The polarising effect of Twitter never fails to amaze and entertain me. At last week’s Civil Service Live event, Twitter had managed to make two entries onto the “cool wall” – one under the heading of “Sub-zero” and the other under the heading of “seriously uncool”: I can think of no better illustration of the divided view on Twitter.
So what are the reasons from those people so adamantly resistant to Twitter’s charms? A lot of people just tell me, “I don’t get it” – and I can absolutely understand that. I didn’t get it at first either, and even now – after a year of sustained use – you’ll still find that my search for explanations of what Twitter is and why it’s so successful dominates more than its fair share of blog posts and del.icio.us links here, so I’m still trying to figure it out.
The other reason people give for not wanting to touch Twitter is usually: “It’s just a fad.” And this one, I confess, does confuse me.
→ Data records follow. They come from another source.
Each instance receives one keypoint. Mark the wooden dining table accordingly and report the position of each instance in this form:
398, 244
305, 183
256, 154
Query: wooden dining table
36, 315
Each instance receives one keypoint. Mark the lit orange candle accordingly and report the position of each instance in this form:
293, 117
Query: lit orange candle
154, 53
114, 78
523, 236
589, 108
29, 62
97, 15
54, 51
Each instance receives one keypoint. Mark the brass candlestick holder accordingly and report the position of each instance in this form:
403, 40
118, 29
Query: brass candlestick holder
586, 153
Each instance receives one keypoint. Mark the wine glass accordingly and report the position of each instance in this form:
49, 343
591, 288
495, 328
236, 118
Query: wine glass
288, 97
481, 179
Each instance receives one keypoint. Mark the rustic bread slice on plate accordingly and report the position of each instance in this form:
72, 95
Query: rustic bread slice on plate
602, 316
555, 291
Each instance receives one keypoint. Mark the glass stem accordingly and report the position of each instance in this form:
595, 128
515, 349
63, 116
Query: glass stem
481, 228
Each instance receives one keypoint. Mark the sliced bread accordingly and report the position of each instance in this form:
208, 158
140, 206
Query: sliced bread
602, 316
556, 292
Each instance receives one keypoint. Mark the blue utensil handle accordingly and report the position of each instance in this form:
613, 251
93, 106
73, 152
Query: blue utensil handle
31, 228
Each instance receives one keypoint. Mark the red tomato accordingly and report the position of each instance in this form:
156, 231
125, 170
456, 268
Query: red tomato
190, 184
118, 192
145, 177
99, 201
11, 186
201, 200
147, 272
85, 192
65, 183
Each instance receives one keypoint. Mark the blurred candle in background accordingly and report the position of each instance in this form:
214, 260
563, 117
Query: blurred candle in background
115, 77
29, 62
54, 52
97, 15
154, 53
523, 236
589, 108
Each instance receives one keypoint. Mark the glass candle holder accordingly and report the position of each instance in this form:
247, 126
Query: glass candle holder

First of all – how do you know it’s just a fad? No one is able to tell this sort of thing with any reliability. I remember sitting around with clients in the late 90s, talking to them about websites, and all too often they would have a pained expression on their face that said “When will this ‘internet’ fad be over with and let us get back to our comfortable world of print publications?” Sometimes they would say this out loud in the middle of meetings, too.
These people would have been delighted by the bursting of the IT bubble a couple of years later which they would have taken to have proven them right. They probably still think they are, even as they do their banking online and log on to Ocado to do their grocery shopping. The bubble might have burst, but the ‘fad’ just took a detour, came in through the backdoor and took over while everyone was congratulating themselves at seeing off the revolution.
But for every fad that becomes a true phenomenon, there are thousands which crash and burn – from Netscape and AOL to FriendsReunited and – it seems on the verge – MySpace. And I’m inclined to think that Twitter will indeed prove an over-hyped short-lived craze and that there’s a good chance that this time next year it will be forgotten and consigned to history. I’m actually surprised that it’s not already drowning in copycats, overrun by spam, floundering in the absence of a business model and overpowered by the hubris.
But so what if it only lasts 18 months? Does that really make any difference? Certainly while it’s here it’s proving to be a game-changer (I hesitate to use the clichéd phrase ‘paradigm shift’, but that’s what it is.) It’s introduced the concept of ‘real time’ into areas like search and blogging, and made crowd-sourcing and citizen journalism a genuine attainable activity for the first time instead of an abstract concept.
Those lessons and advances won’t disappear when and if Twitter burns itself out: if Twitter does flame out and disappear, it will still have made its mark. Twitter DNA will be embedded in the Next Big Thing to come along, so if you’ve turned up your nose at Twitter you’re even more likely to miss the next Next Big Thing to come along, and the next, and the one after that. And if and when you do decide to jump onto one of the bandwagons, you’ll find yourself disadvantaged and behind the pace of everyone who was already up to speed on and genuinely engaged with the previous trend.
By being involved in Twitter or whatever the current ‘fad’ is, you not only give yourself a fair chance of ‘future proofing’ yourself and being in a good position to spot the next trend, you’ll also get to see first hand what works and what doesn’t. And you can take that knowledge into the services and products you design yourself, and maybe the next fad is the one you’ll be at the head of. And maybe it will prove to be not just the next ‘fad’ at all.
Okay, slim odds I grant you. But people play the National Lottery for less chance of success, and given that your only outlay required is to try out a free service with an open mind and see what it’s all about, it seems like a small price indeed for a big reward.